# Standby generator vs a portable inverter generator



## Generator Newb (Feb 7, 2018)

I just wanted to get some of your opinions on what you'd go with and why. I'm contemplating purchasing a Honda Eu7000is inverter generator (5.5k running watts/7k peak) vs a 12kw standby Kohler unit with automatic transfer switch.

I have natural gas service at the house and my panel is already wired with a 30 amp inlet and an interlock kit. In addition, I have a gentent to run the portable generator outside in inclement weather.

The total cost of the standby generator is $7.5k while the Honda costs $4k. Power outages in my area are pretty rare. If I'm already spending $4k, I wonder if it's worth it to just go all the way for the standby. I do realize that the inverter will require keeping gas on hand but also realize it operates at 52-60db vs 72db.

Your opinions are greatly appreciated!


----------



## KRE (Nov 29, 2011)

If the Kohler model your looking at is a 1800rpm unit that is the route I would go.
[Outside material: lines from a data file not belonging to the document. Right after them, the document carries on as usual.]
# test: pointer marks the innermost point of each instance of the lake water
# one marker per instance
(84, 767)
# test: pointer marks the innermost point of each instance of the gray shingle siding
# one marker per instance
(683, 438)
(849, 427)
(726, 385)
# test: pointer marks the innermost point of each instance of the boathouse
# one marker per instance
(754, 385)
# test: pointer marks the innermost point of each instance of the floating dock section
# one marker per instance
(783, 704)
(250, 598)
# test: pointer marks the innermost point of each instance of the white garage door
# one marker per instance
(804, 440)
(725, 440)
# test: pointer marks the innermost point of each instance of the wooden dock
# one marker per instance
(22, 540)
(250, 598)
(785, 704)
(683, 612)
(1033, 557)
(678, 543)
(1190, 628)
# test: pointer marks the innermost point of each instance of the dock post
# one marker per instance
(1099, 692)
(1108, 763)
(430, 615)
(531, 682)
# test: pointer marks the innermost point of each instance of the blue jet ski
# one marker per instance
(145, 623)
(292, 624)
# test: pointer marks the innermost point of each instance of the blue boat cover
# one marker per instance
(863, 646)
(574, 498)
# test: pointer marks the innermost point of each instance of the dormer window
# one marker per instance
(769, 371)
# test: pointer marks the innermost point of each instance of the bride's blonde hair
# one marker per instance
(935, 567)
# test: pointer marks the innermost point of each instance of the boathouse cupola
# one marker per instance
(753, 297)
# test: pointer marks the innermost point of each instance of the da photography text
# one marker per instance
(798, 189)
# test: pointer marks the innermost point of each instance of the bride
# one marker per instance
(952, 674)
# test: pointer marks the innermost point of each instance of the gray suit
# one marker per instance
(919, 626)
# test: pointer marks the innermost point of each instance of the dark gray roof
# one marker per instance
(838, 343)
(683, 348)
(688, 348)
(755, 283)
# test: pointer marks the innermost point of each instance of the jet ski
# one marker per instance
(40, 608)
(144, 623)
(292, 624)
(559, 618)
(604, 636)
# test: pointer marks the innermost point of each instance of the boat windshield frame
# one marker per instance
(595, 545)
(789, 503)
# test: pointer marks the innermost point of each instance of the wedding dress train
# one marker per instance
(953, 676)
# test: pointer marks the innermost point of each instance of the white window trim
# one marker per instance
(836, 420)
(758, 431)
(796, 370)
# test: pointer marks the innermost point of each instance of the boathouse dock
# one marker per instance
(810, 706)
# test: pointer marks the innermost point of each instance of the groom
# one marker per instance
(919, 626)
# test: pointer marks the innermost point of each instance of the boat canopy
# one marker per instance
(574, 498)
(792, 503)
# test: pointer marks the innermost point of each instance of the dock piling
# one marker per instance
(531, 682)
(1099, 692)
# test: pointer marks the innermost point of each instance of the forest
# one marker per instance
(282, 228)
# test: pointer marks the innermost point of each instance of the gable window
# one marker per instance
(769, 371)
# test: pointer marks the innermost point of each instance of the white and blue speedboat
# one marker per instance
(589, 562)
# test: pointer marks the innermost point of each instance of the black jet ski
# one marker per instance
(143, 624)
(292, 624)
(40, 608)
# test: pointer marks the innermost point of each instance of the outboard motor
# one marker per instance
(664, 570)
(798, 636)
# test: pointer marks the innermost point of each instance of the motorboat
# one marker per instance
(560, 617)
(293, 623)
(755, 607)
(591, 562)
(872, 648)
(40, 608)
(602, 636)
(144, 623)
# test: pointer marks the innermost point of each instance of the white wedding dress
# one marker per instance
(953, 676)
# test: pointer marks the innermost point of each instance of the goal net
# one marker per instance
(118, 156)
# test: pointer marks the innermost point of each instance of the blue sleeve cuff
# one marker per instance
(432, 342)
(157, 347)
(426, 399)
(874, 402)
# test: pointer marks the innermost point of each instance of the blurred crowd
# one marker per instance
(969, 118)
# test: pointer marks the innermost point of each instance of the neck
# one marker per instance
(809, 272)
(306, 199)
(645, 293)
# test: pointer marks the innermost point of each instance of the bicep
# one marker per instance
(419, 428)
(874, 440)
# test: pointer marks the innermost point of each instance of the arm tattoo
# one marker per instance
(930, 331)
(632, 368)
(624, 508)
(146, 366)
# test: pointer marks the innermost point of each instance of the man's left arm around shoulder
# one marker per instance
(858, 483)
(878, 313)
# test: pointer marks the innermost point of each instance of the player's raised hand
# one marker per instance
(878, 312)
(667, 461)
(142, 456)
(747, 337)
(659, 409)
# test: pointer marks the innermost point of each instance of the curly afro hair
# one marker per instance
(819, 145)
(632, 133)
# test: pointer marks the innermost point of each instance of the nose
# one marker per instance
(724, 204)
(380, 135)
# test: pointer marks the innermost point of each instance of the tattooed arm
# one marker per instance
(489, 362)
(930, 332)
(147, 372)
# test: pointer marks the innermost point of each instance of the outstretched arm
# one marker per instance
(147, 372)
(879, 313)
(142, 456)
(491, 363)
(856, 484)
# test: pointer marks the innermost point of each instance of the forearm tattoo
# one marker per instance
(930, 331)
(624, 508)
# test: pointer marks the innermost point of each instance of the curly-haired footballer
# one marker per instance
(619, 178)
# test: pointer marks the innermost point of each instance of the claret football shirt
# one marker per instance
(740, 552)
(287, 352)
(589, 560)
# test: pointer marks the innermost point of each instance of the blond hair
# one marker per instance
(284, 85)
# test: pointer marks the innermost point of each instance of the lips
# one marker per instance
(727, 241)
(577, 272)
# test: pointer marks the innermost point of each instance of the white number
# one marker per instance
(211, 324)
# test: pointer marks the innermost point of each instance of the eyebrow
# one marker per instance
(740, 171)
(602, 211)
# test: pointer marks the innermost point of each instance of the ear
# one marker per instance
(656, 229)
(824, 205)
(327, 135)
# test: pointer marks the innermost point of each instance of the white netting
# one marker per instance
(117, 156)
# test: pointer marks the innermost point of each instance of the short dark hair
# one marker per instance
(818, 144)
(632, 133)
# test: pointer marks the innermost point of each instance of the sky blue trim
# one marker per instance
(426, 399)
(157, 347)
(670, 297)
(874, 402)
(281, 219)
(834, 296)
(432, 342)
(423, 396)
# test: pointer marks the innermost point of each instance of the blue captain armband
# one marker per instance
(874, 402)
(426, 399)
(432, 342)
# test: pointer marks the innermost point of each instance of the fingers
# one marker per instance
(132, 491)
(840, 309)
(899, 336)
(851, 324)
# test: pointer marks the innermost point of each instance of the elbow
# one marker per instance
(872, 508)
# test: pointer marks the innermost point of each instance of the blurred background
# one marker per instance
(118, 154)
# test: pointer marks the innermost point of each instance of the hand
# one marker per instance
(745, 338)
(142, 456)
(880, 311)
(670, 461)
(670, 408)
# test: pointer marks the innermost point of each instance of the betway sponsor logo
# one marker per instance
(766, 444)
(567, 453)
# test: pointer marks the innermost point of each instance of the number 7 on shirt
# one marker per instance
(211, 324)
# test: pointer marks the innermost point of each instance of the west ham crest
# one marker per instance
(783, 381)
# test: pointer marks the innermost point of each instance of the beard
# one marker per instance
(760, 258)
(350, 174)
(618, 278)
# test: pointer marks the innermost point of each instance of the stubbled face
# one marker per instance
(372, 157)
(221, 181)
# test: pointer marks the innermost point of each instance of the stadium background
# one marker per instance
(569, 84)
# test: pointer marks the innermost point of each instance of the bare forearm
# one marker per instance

If it's a 3600 rpm fly-apart I'd do the Honda. I dislike anything 3600rpm no matter who made it.


----------



## Generator Newb (Feb 7, 2018)

Interesting, do you think the 3600rpm units are unreliable? The Kohler I mentioned is 3600rom and the Honda inverter is obviously a variable speed model. I'd ideally like a generator I can keep for a very very long time.


----------



## KRE (Nov 29, 2011)

I don't think they are I know they are based on 45+ years of power generation, behind me. The choice is really yours as it's your money.


----------